Lee Rigby murder witness kills himself after three years of ‘trauma’

Danny Cornelius lived on the south London street where the soldier was attacked in May 2013

Soldier Lee Rigby was killed outside the Royal Artillery Barracks in Woolwich in May 2013
Soldier Lee Rigby was killed outside the Royal Artillery Barracks in Woolwich in May 2013

A man who was present at the murder of soldier Lee Rigby killed himself three years after he witnessed the brutal attack.

Danny Cornelius lived on the south London street where the fusilier was hacked to death in May 2013, near the Royal Artillery Barracks in Woolwich.

An inquest heard the 38-year-old, who suffered from paranoid schizophrenia, became more isolated after the incident, reported Kent Online.

“Mr Cornelius witnessed much of what happened. It would have been a huge trauma.
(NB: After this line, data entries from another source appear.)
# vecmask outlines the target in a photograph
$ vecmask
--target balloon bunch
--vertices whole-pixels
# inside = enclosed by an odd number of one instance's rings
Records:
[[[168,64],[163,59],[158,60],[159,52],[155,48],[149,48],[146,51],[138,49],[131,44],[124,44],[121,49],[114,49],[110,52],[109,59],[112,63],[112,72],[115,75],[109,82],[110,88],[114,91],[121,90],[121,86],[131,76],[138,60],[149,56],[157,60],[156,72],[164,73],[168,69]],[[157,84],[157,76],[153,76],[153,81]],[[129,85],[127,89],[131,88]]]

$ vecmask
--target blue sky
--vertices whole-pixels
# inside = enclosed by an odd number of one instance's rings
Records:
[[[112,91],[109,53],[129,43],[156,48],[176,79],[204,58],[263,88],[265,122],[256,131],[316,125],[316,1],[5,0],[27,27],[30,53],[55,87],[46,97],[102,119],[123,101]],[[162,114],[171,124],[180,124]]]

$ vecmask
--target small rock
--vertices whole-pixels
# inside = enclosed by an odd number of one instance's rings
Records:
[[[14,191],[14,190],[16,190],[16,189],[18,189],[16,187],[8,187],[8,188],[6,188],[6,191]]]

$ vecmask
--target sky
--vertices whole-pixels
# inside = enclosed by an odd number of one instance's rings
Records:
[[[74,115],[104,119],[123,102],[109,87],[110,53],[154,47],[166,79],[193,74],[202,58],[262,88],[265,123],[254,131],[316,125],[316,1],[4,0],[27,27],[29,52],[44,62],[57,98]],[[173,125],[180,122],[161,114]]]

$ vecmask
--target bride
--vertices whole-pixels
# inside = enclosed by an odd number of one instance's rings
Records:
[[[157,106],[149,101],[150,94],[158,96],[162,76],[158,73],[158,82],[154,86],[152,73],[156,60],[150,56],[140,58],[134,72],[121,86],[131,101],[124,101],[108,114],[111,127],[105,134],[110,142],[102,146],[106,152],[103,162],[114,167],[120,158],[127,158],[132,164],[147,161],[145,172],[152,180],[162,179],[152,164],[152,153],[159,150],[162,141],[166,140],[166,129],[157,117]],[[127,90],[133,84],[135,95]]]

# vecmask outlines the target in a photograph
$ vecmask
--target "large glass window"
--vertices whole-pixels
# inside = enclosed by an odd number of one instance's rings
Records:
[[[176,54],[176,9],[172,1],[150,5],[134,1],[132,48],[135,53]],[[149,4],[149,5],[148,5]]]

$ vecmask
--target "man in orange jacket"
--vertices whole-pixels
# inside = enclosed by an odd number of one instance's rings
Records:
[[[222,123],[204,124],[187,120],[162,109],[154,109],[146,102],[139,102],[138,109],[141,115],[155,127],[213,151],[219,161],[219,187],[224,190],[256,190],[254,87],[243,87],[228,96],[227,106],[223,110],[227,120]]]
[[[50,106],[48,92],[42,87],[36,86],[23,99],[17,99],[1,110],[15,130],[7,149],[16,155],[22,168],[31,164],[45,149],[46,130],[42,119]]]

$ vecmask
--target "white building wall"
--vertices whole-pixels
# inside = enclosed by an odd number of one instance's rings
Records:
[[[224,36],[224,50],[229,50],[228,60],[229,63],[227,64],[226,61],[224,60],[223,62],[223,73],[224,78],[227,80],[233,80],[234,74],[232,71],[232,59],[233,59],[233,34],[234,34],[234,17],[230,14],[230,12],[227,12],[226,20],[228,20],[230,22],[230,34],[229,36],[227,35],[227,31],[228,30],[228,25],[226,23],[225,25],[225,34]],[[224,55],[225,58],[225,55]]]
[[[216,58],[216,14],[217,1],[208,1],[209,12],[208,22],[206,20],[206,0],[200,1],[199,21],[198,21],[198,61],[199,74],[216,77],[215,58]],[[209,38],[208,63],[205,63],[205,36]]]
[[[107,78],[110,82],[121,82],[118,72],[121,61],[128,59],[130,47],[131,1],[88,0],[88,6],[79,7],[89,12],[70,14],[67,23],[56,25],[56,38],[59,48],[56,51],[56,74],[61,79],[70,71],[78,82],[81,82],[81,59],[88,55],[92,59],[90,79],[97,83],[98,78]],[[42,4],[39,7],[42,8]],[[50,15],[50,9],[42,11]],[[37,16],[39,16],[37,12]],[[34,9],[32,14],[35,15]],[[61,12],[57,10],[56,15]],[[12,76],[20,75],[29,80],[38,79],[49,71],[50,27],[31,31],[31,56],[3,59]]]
It shook the whole community,” Detective Sergeant Sivarajah told the inquest, according to the newspaper.

Mr Cornelius had been a victim of two armed robberies and the violence of Mr Rigby’s murder would have “brought up his own previous experiences,” said Detective Sivarajah.

Fusilier Rigby, 25, was off duty when he was attacked with a knife and a cleaver by Islamist extremists Michael Adebolajo and Michael Adebowale.

Mr Adebolajo is serving a whole-life sentence and Mr Adebowale received a 45-year sentence.

After witnessing the attack, Mr Cornelius continued to visit his family, especially his grandparents at their home in Gravesend in Kent, but “mainly stayed indoors”, said Detective Sivarajah.

His grandparents found him hanged in their garden while he was saying with them in July, the inquest heard.

Earlier this year, the woman who confronted Fusilier Rigby's killers during the attack said her brave actions had "ruined" her life and that she wishes she had never intervened.

Ingrid Loyau-Kennett won several bravery awards for confronting Mr Abebolajo and Mr Adebowale moments after they killed the solider.

However, she says she now suffers from such severe post-traumatic stress disorder (PTSD) she struggles to get out of bed and can no longer work.

“I used to be a very active person,“ she told the Sun. “I was a scout leader, bell ringer, sing in a choir and go tapdancing. I was a very active person. Every day I had an activity.

“Now it’s the complete emptiness around me. I can’t stop sleeping, I just don’t wake up."